A reinvigorated approach to childhood TB globally has turned disease control efforts to an area which had, in some TB programs, become neglected.

The Asia-Pacific Region as a whole accounted for 61% of the world’s TB burden in 2015. Of the 30 high TB burden and high MDR-TB burden countries, 11 and 10 of these countries respectively are located in the WHO South East Asia or Western Pacific Regions, of which many are frequently the country of origin of new migrants to Australia or are linked by tourism or commerce.

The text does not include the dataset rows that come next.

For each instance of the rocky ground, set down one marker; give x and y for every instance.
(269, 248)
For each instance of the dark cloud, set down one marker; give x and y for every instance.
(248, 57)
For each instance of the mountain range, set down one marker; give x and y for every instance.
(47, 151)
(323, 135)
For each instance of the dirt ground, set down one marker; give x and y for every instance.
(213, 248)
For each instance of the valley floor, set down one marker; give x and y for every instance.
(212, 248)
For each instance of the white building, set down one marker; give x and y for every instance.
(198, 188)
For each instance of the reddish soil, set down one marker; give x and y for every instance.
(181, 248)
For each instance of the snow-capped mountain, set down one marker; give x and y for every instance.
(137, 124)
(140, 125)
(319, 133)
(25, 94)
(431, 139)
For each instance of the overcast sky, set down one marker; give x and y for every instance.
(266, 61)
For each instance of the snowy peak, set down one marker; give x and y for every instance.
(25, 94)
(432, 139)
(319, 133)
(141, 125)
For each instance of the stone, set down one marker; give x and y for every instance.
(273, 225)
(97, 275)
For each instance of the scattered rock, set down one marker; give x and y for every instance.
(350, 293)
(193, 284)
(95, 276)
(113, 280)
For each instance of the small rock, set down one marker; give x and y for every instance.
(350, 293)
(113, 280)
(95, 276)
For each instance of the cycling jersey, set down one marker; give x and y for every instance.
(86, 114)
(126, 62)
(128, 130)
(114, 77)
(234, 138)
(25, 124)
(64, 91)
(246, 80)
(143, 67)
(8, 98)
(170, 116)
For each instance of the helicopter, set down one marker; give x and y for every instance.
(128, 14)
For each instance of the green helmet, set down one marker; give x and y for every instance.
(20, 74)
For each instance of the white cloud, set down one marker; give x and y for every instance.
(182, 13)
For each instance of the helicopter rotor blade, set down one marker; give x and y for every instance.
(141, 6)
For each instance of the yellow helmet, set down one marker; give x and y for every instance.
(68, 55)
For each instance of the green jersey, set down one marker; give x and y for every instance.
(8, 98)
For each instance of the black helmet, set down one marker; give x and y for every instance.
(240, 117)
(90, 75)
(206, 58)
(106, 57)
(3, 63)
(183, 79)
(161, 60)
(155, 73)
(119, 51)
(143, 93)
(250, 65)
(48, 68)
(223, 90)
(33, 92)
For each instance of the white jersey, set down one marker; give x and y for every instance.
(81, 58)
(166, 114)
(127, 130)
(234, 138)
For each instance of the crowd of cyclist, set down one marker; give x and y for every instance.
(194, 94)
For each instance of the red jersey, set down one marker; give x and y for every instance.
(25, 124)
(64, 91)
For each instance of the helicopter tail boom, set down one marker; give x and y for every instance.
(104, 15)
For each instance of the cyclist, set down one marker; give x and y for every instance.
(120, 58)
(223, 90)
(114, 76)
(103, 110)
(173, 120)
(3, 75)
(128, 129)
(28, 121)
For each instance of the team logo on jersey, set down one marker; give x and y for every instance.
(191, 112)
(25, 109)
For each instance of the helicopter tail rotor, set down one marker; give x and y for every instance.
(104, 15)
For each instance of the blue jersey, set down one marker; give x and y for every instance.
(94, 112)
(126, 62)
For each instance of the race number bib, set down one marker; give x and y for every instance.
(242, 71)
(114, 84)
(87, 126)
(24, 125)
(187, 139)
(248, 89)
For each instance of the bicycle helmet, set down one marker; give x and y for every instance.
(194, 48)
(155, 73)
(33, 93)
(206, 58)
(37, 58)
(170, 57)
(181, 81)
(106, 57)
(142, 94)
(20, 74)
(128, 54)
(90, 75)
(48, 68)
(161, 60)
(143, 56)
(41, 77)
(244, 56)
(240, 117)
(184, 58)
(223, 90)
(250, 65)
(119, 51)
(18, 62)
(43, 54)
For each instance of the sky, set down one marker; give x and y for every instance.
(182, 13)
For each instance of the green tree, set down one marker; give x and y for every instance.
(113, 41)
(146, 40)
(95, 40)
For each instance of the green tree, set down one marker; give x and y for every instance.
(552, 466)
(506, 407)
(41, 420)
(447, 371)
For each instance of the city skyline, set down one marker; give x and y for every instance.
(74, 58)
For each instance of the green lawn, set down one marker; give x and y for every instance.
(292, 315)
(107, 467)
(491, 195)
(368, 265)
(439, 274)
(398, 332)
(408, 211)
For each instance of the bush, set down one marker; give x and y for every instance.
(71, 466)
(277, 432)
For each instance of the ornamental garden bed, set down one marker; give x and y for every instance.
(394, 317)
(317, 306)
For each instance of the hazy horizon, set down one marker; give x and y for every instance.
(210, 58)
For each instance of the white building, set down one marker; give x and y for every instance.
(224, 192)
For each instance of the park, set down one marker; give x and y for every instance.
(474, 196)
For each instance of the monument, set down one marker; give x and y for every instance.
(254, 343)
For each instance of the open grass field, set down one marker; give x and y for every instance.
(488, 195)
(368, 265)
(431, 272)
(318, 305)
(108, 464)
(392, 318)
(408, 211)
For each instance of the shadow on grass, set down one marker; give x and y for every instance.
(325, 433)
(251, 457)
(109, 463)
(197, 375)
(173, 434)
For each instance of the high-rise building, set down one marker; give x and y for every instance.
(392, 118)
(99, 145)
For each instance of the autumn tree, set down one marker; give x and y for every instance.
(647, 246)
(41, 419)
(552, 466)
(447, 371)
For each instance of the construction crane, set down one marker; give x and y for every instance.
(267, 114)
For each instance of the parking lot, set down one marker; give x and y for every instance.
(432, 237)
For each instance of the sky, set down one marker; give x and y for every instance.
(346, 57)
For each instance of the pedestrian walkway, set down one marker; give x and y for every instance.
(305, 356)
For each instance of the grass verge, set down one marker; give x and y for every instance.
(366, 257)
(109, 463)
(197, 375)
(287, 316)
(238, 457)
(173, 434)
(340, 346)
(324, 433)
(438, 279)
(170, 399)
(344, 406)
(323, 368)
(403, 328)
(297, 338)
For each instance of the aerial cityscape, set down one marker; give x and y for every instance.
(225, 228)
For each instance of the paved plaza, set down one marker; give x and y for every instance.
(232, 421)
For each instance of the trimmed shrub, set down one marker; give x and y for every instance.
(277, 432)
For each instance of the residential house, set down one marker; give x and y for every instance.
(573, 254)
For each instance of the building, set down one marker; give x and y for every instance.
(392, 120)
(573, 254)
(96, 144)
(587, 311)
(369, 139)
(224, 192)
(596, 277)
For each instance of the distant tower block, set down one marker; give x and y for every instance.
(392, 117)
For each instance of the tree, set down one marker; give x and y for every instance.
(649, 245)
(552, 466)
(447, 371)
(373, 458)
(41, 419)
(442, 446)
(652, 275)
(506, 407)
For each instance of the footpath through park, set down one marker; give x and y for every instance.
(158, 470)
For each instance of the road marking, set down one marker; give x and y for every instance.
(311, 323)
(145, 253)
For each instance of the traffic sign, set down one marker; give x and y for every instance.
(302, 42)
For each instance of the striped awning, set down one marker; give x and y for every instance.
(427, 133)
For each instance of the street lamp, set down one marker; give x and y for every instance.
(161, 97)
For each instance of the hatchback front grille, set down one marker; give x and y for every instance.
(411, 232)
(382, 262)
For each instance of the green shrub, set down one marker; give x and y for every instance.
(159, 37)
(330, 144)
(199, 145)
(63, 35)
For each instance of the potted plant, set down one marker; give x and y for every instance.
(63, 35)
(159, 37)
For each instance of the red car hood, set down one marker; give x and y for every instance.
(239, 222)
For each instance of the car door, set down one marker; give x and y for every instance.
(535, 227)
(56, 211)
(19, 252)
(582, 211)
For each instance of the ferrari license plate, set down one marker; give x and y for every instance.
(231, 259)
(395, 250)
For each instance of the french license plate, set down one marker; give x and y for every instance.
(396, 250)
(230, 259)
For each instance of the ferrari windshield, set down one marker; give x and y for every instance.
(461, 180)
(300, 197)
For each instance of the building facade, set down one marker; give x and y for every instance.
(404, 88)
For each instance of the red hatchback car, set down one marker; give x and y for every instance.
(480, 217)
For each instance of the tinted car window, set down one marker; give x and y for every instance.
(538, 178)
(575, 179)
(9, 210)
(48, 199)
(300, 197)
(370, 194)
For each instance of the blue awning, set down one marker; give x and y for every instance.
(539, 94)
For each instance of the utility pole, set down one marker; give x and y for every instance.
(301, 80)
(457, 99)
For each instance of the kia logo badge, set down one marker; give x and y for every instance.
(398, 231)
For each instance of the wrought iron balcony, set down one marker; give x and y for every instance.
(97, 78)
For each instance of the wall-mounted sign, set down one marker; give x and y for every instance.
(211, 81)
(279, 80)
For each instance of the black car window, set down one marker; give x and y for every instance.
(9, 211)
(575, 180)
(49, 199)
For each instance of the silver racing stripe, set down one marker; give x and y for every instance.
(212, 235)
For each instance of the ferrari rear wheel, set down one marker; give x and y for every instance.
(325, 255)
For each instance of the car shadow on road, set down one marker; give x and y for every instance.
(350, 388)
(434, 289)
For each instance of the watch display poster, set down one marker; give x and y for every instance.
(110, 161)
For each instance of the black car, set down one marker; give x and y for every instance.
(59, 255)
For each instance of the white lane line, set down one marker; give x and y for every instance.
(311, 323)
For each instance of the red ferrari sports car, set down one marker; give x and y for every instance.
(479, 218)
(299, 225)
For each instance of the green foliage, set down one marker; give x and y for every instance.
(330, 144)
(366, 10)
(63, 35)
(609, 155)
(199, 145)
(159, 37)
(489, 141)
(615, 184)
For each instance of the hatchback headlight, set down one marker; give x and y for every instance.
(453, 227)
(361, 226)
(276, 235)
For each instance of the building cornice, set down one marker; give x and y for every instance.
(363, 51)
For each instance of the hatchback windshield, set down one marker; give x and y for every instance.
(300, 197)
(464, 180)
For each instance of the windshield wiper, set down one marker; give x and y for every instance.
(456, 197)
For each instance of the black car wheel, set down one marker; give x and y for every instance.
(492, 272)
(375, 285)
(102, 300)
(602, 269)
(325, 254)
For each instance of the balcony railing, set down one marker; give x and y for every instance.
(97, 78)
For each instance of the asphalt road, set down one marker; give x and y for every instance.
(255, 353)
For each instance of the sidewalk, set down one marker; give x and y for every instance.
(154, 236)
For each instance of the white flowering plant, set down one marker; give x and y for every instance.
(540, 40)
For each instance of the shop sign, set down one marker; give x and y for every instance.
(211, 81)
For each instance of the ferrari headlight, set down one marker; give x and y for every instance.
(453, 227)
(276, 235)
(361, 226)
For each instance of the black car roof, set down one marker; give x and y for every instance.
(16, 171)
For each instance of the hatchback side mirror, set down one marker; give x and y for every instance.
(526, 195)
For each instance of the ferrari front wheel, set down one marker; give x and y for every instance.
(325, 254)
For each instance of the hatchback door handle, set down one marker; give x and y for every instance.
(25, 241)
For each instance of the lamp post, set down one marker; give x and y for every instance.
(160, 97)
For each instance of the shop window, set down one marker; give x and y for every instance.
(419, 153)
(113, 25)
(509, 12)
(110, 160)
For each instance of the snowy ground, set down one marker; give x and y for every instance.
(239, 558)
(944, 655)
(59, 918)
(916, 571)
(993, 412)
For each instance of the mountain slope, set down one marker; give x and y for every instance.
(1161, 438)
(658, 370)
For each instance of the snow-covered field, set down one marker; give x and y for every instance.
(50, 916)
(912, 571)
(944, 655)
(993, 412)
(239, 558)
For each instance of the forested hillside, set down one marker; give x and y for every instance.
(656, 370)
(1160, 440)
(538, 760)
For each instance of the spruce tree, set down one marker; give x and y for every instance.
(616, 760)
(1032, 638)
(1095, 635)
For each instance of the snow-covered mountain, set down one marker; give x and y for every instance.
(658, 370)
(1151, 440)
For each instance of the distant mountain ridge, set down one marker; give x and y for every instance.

Papua New Guinea (PNG) shares a sea border with Australia, and in the Torres Strait the distance between Queensland’s Saibai Island and the PNG mainland is 4 kilometres. The Torres Strait Treaty, which entered into force in 1985, allows free movement within the Torres Strait Protected Zone (TSPZ) for traditional inhabitants from certain Australian and Papua New Guinean communities for traditional activities such as fishing, trade and other cultural activities. The incidence of TB in PNG’s Western Province, primarily in and around Daru, remains high with a very substantial burden of MDR-TB. Since 2011, the number of PNG nationals seeking care in Queensland has substantially reduced in parallel with improved TB management in the Western Province’s South Fly district, which has been supported through significant Australian assistance from the Department of Foreign Affairs and Trade (DFAT). This regional support is an important part of strategic planning to manage the risk of TB transmission in Australia. In addition, in 2016 a new Queensland Health TB control unit based on Thursday Island was established to enable a more locally responsive approach to new TB cases.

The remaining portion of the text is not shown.